A randomized study of autologous conditioned plasma and steroid injections in the treatment of lateral epicondylitis
International Orthopaedics. 2015;39((11)):2199-203.
PURPOSE Chronic tendinopathy of lateral epicondyle of the humerus, commonly known as "tennis elbow" is one of the most frequent tendinopathies caused by recurrent overload of the muscle origins. The aim of the study was to assess the effectiveness of treating lateral epicondylitis (LE) with autologous conditioned plasma (ACP) and betamethasone injections, and to compare these methods over the course of a one year follow-up.

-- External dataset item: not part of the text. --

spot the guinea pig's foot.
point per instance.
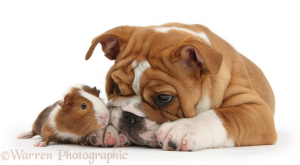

METHODS Patients were randomly placed into one of into two groups: 53 were treated with ACP, and 46 with 1 ml betamethasone injections and 2 ml of 1 % lignocaine. Both those groups were comparable in terms of initial DASH score. RESULTS After six weeks and six months, the mean DASH score was significantly better in the betamethasone group, but was better in ACP group after one year. Full recovery (patients with no symptoms) at all time points was more common in the betamethasone group. A comparison of grouped DASH scores revealed more very good and good results in the ACP group after one year. More patients had pain symptoms related to injection in the ACP group than the betamethasone group. CONCLUSIONS ACP therapy of LE allows better results to be obtained at 12 months. Betamethasone injections give more rapid improvement, but the therapeutic effect is longer lasting in the ACP group.